The Wind In The Willows

Mike Kenny / Kenneth Grahame
Sherman Theatre
Sherman Theatre

Keiron Self Credit: Brian Tarr
Jessica Murrain Credit: Brian Tarr
The Ensemble Credit: Brian Tarr

Prior to attending this year’s main stage festive offering at the Sherman, I settled down to re-read Kenneth Grahame’s The Wind In The Willows, only to quickly realise that I was actually reading it for the first time. Such was my familiarity with the tale though, through several film and TV adaptations, both official and unofficial (e.g. Tales Of The Riverbank), that most strands of the narrative were already well known to me.

What came as a surprise, however, was the fact that much of the book is a poetic hymn to the magic, mystery and menace of the natural world. One of the many strengths of Mike Kenny’s adaptation (first produced in 2010) is that this element of the tale is almost as prominent as the knockabout comedy.

The action begins as we file in. Simon Kenny’s beautiful set situates us in a large, rural manor house. An estate agent / weasel, played by Hannah McPake is having trouble setting up a display stand for potential buyers and solicits assistance (and offers) from audience members.

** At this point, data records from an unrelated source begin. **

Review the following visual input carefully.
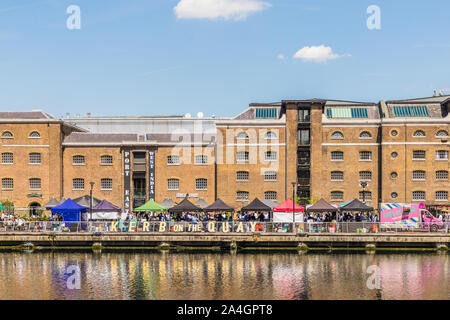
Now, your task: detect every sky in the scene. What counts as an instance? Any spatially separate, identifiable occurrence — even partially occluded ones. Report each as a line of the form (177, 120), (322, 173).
(0, 0), (450, 117)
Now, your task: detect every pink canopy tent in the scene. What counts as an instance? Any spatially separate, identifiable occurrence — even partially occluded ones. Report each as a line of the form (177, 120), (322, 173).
(273, 200), (305, 212)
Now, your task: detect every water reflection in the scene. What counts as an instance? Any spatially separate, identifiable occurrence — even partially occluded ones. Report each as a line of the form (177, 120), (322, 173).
(0, 252), (450, 300)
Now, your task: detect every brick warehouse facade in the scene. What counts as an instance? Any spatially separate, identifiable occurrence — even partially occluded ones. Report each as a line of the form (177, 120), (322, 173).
(0, 96), (450, 215)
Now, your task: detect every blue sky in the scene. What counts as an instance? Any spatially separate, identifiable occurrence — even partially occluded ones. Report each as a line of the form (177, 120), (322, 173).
(0, 0), (450, 116)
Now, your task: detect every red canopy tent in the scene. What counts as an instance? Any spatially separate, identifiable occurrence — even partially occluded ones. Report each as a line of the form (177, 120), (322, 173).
(273, 200), (305, 212)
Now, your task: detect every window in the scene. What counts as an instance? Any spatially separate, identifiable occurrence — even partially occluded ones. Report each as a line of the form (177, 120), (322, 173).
(29, 178), (41, 190)
(236, 151), (248, 162)
(2, 131), (14, 139)
(236, 191), (250, 201)
(331, 171), (344, 181)
(298, 109), (310, 122)
(195, 155), (208, 164)
(236, 132), (248, 140)
(72, 155), (84, 166)
(413, 130), (426, 138)
(2, 178), (14, 190)
(264, 131), (277, 139)
(436, 130), (448, 138)
(436, 191), (448, 201)
(236, 171), (248, 181)
(413, 170), (425, 181)
(2, 152), (14, 164)
(167, 179), (180, 190)
(28, 131), (41, 139)
(359, 151), (372, 161)
(331, 151), (344, 161)
(436, 170), (448, 180)
(28, 152), (41, 164)
(331, 131), (344, 139)
(195, 178), (208, 190)
(72, 178), (84, 190)
(413, 191), (425, 201)
(264, 191), (277, 201)
(100, 178), (112, 190)
(331, 191), (344, 201)
(393, 106), (429, 117)
(436, 150), (448, 161)
(167, 156), (180, 165)
(264, 171), (277, 181)
(100, 155), (112, 165)
(359, 131), (372, 139)
(413, 150), (426, 160)
(359, 191), (372, 201)
(297, 129), (311, 146)
(359, 171), (372, 181)
(255, 108), (278, 119)
(264, 151), (277, 161)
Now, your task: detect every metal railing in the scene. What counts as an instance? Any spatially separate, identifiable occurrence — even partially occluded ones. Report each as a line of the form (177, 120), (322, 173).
(0, 220), (450, 234)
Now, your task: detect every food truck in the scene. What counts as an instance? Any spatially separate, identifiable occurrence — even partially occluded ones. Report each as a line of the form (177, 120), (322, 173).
(380, 202), (444, 232)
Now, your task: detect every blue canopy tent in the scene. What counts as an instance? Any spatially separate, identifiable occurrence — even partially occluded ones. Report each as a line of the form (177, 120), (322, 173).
(51, 198), (87, 221)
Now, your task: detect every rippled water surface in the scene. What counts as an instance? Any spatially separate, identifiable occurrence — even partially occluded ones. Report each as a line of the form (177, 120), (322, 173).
(0, 252), (450, 300)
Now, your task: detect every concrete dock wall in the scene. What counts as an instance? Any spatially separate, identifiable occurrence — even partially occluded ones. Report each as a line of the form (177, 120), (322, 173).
(0, 232), (450, 249)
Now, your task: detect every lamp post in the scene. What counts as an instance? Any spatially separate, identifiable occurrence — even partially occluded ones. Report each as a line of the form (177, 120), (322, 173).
(292, 182), (297, 232)
(89, 181), (94, 220)
(360, 181), (367, 204)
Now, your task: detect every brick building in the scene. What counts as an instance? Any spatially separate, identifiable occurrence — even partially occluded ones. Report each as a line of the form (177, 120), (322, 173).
(0, 96), (450, 215)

She is disturbed, however, when unexpected visitors burrow their way in: Mole, Water Rat, Badger and the house’s former inhabitant, Mr Toad, who look around nostalgically, and proceed to tell the story of their former adventures.

These begin when Jessica Murrain’s tentatively intrepid Mole decides on a whim to venture out of her tiny home and runs into Dominic Rye’s Rat, a cheery boating enthusiast and solid chap. Through him, she encounters Keiron Self’s narcissistic and adventurous Toad, who has a penchant for developing crazes which inevitably result in trouble.

This then has to be sorted out with the assistance of their effective leader, Zara Ramm’s gruff but kind-hearted Badger. The strong cast is rounded out by Rebecca Killick who, amongst other roles, plays the Gaoler’s daughter and the Weasel, the disappearance of whose mischievous child, Portly—apprentice actor Emma Cooney—provides much of the drama in the first act.

Act two focusses on the various problems which arise as Toad lets his mania for motor-cars get the best of him, giving Self the opportunity for much excellent and crowd-pleasing comical grandstanding.

Conor Mitchell’s song score is suitably jolly, with musical accompanist Gareth Wyn Griffiths on stage throughout, often joined at his piano by those cast members who are also musicians.

The costumes are vaguely suggestive of the woodland creatures being depicted, rather than realistic—a green colour-scheme for Toad, for example, black and white for Badger—such that we never forget that we are watching Edwardian gentlefolk living a rural idyll. The bucolic feel is enhanced by the subtle lighting and sound design (courtesy of Kevin Treacy and Ian Barnard respectively).

Director Lee Lyford handles the ensemble with great aplomb, ensuring that the reflective moments are visually rich, and the comedic ones—such as the climactic fight scene—truly amuse; and excellent use is made throughout of the revolving stage.

If one chooses, one can ponder the many inherent anthropomorphic inconsistencies in The Wind In The Willows, or worry about its approach to social class, which has not aged well. It’s best, however, to simply sit back and enjoy the ride, which is an exceedingly pleasurable one.